BEIJING, May 30 -- Shanghai Futures Exchange, China's only exchange trading metal and energy contracts, has an ambitious plan to introduce new oil-related products to meet the hedging needs of heavy energy users, including power companies and airlines, at a time of wide oil price swings in international markets.
The exchange is also contemplating a series of
measures to open the futures market to more financial institutions and foreign
investors.
China's increased consumption of oil and other raw
materials, particularly copper, to fuel its rapid economic growth, is widely
considered to have a direct influence on world prices. For that reason, prices
of futures contracts traded on the Shanghai Futures Exchange are important
enough to set a world trend. More and more foreign traders have shown a strong
interest in participating in the exchange market.
Due to growing demand for hedging by oil-related
enterprises amid price volatility of oil products, the exchange is developing
and will launch in due time contracts for heavy high-sulphur crude, medium
low-sulphur crude, gasoline, diesel and liquefied petroleum gas, said Chu
Juehai, head of the exchange's oil futures development team, at a forum earlier.
"Our objectives are to create a crude and finished
oil futures market that can reflect the supply and demand relationship in China
and the Asia-Pacific region," said Chu.
Currently fuel oil is the only energy contract traded
on the exchange. The current daily turnover stands at 127,000 contracts, up by
more than half on the previous year and almost doubling the amount in 2004 when
it was launched.
On the metals side, the application to launch a steel
contract has been handed to the China Securities Regulation Commission (CSRC)
and the contract will start trading as soon as approval is given, said Lao
Guangxiong, vice-president of the exchange.

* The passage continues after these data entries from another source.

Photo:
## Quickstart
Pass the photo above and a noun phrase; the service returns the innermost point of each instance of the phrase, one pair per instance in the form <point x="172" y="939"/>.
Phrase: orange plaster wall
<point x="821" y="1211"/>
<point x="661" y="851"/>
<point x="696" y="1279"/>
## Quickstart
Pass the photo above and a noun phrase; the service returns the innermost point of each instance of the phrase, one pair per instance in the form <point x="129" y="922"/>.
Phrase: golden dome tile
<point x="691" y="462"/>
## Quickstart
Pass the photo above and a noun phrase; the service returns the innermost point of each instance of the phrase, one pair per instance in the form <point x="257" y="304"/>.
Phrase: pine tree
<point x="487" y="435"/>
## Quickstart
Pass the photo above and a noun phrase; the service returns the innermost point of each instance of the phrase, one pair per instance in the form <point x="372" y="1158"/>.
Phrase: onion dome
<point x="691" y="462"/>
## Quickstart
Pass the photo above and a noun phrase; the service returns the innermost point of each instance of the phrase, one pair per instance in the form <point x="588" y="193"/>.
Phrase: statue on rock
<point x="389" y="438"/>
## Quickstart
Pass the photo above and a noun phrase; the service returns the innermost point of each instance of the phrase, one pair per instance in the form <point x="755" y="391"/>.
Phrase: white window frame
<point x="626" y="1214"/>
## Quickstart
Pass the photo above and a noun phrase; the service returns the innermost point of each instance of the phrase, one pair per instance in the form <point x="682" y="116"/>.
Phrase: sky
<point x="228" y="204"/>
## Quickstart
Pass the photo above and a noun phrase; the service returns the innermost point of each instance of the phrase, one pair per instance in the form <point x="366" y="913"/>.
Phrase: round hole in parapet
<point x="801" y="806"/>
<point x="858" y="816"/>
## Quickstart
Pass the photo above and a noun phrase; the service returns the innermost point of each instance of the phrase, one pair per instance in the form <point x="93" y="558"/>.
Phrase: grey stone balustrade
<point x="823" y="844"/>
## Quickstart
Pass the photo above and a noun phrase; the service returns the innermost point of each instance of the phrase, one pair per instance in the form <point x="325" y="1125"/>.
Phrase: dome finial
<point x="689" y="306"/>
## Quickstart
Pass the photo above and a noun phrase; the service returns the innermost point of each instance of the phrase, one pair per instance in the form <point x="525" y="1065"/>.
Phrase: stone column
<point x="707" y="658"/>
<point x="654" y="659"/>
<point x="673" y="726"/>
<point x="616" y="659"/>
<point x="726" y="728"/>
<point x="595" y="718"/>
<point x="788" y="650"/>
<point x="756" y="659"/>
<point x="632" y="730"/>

Copper and aluminium are the two metals currently
traded on the exchange. While the trading of aluminium is gaining momentum with
371.45 billion yuan (US$46.43 billion) worth of contracts changing hands in
2005, the trading of copper has remained strong 4.05 trillion yuan (US$506.25
million) worth of contracts in 2005 accounting for 30 per cent of the value of
all commodities futures traded and has become even more so amid high price
volatility in recent months.
Driven by both strong demand from developing
countries such as China and speculation by funds looking for good returns, the
price of copper witnessed an unprecedented increase to reach US$8,500 per ton in
the London market, almost doubling the level at the end of last year. As a
result, the domestic copper price soared to record highs hovering around 73,000
yuan (US$9,125) despite occasional downward corrections.
"I don't think the price deserves to be as high as it
is. The price has been driven there by speculators' interest and the market, I
think, could calm down quite abruptly," said chairman of NYMEX Europe Limited
Roy Leighton on the sidelines of the forum.
Yet before that happens, the copper price could be
"distorted" to as high as over US$10,000, said Jeremy Goldwyn, head of
industrial commodities of the UK-based Sucden brokerage firm that helps Chinese
domestic firms to hedge overseas.
To enhance risk control amid severe price volatility,
the exchange raised margins for both the metals by two percentage points at the
end of last week.
Also for risk control, which the exchange authorities
deem as the pre-condition for opening the market further, a futures investors
protection fund is to be set up this year, said Yang Maijun, director-general of
the CRSC's futures supervision department.
Like the protection fund available to domestic
securities investors, the futures fund is aimed at protecting investors from
non-systematic risks, such as the mismanagement of futures companies, and the
misappropriation of margin funds and so on.